The Kansas state track and field meet is, in itself, a fashion show.
Cowboy hats, pink athletic socks and striped sweatbands fill the stands at Wichita State University’s Cessna Stadium.
Teams from across Kansas nap and stretch under their own canopies or makeshift tents, which line the stands and surrounding fields like a miniature carnival.
But what really set teams apart are their T-shirts. Not just at the state meet, but also at any high school track meet, it isn’t uncommon to see squads of sprinters and discus throwers wearing matching team T-shirts, most with running-related slogans and designs.
“It makes us feel more like a team,” said Pratt High School junior Carly Ried. “If we’re all wearing different shirts, we don’t look as good.”
No two of the warm-up T-shirts are exactly alike.
There are the motivational shirts, complete with Bible verses and slogans, such as: “It’s not the hours you put in; it’s what you put in the hours.”
There are the declaratory shirts, which inform that the runner has, indeed, qualified for state.
And then there are the silly shirts, such as Osage City High School and its slogan, “Why are all these people following me?”
It’s not just the track athletes who wear the shirts.
Tim Savage, cross-country coach at Wellsville High School, was sporting his team’s lime-green shirt that reads: “Date a runner … all other athletes are players.”
“One of my seniors came up with that one,” Savage said. “I’ve gotten a lot of compliments on it.”
He said usually the team’s seniors design new T-shirts every year, complete with the cleverness of high school seniors, he said.
“There were a few others that were not fit to put on a shirt, let’s just say,” Savage said. “I usually just leave it to them.”
Some T-shirts are printed specifically for the state meet.
Larned High School’s bright orange shirts have a simple message across the front: “Female Dominance.” Nine girls from the school qualified for state while no boys did, thus prompting the shirts, also sported by the team’s two male coaches.
“We’re the only two guys here who have to wear it, which makes it even better,” Larned assistant coach Dave Gladow said, accompanied by his posse of runners. “You’ve got to show up wearing the same shirts.
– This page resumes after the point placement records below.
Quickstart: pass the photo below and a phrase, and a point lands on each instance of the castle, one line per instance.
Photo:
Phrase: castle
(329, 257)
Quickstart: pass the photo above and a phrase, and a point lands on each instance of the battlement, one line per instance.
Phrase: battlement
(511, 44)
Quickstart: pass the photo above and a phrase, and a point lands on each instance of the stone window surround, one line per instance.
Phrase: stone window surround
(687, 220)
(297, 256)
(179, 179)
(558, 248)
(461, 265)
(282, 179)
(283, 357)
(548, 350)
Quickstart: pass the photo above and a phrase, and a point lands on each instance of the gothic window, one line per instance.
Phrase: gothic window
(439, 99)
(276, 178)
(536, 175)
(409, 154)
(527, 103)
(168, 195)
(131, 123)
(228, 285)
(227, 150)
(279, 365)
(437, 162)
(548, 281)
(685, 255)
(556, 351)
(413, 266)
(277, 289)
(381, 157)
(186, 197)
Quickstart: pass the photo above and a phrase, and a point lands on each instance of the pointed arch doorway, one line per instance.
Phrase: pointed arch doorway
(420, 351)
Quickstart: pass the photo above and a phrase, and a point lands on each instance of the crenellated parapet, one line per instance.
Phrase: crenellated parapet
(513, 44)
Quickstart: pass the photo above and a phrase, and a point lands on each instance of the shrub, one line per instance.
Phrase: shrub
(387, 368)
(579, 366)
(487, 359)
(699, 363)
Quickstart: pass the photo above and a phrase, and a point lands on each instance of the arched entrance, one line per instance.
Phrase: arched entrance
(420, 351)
It’s a team.”
It’s a similar story for Pratt High, which had 13 girls qualify. No boys from Pratt are at the state meet. The lime-green shirts simply say across the back, “It’s a girl thing.”
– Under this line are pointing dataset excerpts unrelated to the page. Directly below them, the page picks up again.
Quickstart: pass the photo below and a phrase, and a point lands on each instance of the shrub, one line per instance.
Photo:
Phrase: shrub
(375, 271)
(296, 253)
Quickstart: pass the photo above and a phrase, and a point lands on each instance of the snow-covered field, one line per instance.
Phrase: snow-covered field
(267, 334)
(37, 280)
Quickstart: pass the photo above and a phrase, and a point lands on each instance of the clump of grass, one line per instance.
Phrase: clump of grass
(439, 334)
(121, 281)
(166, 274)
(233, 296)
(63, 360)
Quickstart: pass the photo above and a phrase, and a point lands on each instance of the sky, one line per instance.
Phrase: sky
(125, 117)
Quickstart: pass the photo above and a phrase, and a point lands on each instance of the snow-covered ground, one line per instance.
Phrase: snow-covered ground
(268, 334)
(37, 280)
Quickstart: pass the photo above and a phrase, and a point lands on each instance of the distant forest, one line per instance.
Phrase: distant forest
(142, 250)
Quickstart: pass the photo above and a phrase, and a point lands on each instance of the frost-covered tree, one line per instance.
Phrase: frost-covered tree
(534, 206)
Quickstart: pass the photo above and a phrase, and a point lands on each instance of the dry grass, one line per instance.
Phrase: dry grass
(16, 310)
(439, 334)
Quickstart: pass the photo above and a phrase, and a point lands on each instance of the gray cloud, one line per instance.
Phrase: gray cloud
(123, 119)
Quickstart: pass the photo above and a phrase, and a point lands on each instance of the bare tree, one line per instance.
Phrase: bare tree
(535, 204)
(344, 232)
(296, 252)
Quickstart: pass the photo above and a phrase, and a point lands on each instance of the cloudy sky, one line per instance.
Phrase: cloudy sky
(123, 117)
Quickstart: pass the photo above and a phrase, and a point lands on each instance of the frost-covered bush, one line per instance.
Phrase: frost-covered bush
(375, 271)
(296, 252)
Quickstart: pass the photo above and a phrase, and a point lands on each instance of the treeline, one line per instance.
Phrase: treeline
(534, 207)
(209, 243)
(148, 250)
Pratt junior Nichole Moreland said the team’s male coaches were not as brave as the Larned coaches.
“None of our male coaches are wearing these because of what they say on the back,” Moreland said. “But as long as it’s a Pratt shirt, it’s fine.”
She said that although it’s not mandatory for runners to wear matching T-shirts, the school prints them every time the team goes to state.
“We like them,” Moreland said. “But there are so many lime-green shirts here, it’s hard to tell who’s who.”